I joined Toastmasters International a little over ten months ago. My reasons for joining were so that I can become a more effective and persuasive leader. It was a suggestion of my Chief Information Officer (CIO) as I was having some difficulty with corporate politics. So far I have given three speeches and the feedback has been very positive. I wanted to share my most recent speech with you all in hopes that it will inspire you as it has my fellow toastmasters.
Speech Titled: Life’s Lessons
“As you sit in this room today, take a moment and think about where you are in your life. Think about how you got here—the trials and wins, everything you’ve experienced in your life. Can you pinpoint the events and decisions that led you to this place, here and now? I recently found myself thinking about this very thing. I was never afforded a dull moment in life, which has been both a curse and a blessing but I am satisfied with where I have landed.
The Beatles once said, ‘There’s nowhere you can be that isn’t where you’re meant to be.’ They said that all you need is love but that one line says so much more. I believe that everything happens for a reason. Most of the time we are not given the benefit of knowing the reason, but you are where you are because it is where you are meant to be. I want to tell you about the good, the bad, and the ugly on my path that has led me to stand in front of you today.
I’d like to start with the ugly. I had my whole life mapped out in High school. I was going to go to college, find a job, get married, buy a house, have kids and live happily ever after, in that order. That, in my teenage mind, was an achievable dream. But as most of you know, I ran into some difficulties when I decided to go into the military and subsequently I injured my back, changing the course of my life, and tearing a sizeable hole in my life map.

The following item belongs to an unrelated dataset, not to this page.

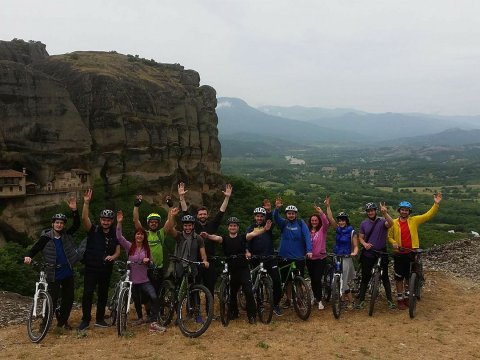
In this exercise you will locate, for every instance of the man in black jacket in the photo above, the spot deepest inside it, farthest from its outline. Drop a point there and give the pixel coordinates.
(60, 252)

The bad happened when I was pregnant with my son and was laid off at MetLife. I still held onto the old American dream belief that if I performed well, I could advance and remain with the company. I was crushed because I had achieved my dream of going to college, obtaining a job, getting married, buying a house and having kids but in losing my job I felt that I was not getting my happily ever after.

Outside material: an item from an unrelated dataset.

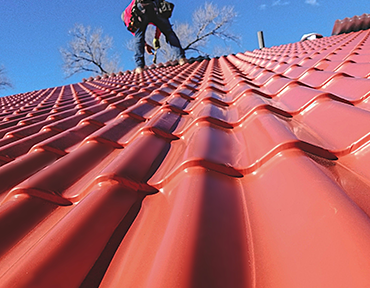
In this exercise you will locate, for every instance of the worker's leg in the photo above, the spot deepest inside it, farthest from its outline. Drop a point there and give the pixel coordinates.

But the bad led me to my good on this path. MetLife had asked me to move to North Carolina and stay on with them, but I decided to stay in Connecticut and find a new position with a new company. I was terrified. Worry filled my thoughts as I prepared myself to get back into the pool, being unemployed after working nine years into my career. I realized that I was not living my full potential in my position at MetLife, something I would have never thought about if I hadn’t been laid off. I had so much more to give but there were no avenues to allow me to make improvements, plus I was comfortable. Thankfully, I had business analysis skills that Travelers thought was useful. My happily ever after was back on.
I’ve been at Travelers for about five years and although I would have preferred the path leading to today to be smoother, I know I would not have been prepared to be here in front of you if not for the adversity through the years. I was off my original course, but my injury in the military led me to study computer science at SUNY Brockport, which led me to intern at AXA Financial in Syracuse, NY through Inroads. If I had stayed in Buffalo for college, I would not have been given the opportunity to intern in the upstate NY region, separating me from the pool of resumes where MetLife found me and hired me.

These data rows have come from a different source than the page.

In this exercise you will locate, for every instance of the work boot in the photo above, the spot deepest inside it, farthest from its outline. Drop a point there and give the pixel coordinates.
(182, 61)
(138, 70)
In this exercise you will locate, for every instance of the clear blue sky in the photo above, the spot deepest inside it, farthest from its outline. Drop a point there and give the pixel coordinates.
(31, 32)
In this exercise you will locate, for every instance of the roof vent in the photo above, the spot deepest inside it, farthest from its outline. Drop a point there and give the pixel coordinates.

Life, is something that is thrusted upon us, giving us lessons in survival every second that we are breathing. First, we obviously learn to breath. We learn to lift our head; we learn to roll over, to crawl, to walk, to talk. I still remember my son’s frustration at his failed attempts to clap his hands as an infant. The early lessons in life feel difficult and are seemingly impossible until the magical moment when it becomes second nature. Our paths work in a similar fashion and it is our approach that determines our adaptability. In everything I faced, I chose to embrace the situation, believing that it would get better after a while. All roads lead to Rome so you can either give in to the ugly or make the bad look good. Your attitude determines the self-imposed challenges but not the destination. You are here because of all your experiences. Your successes rewarded you for your hard work and your failures prepared you for the path ahead. So, when you reflect on your life, remember: ‘There’s nowhere you can be that isn’t where you’re meant to be.’ And embrace it.”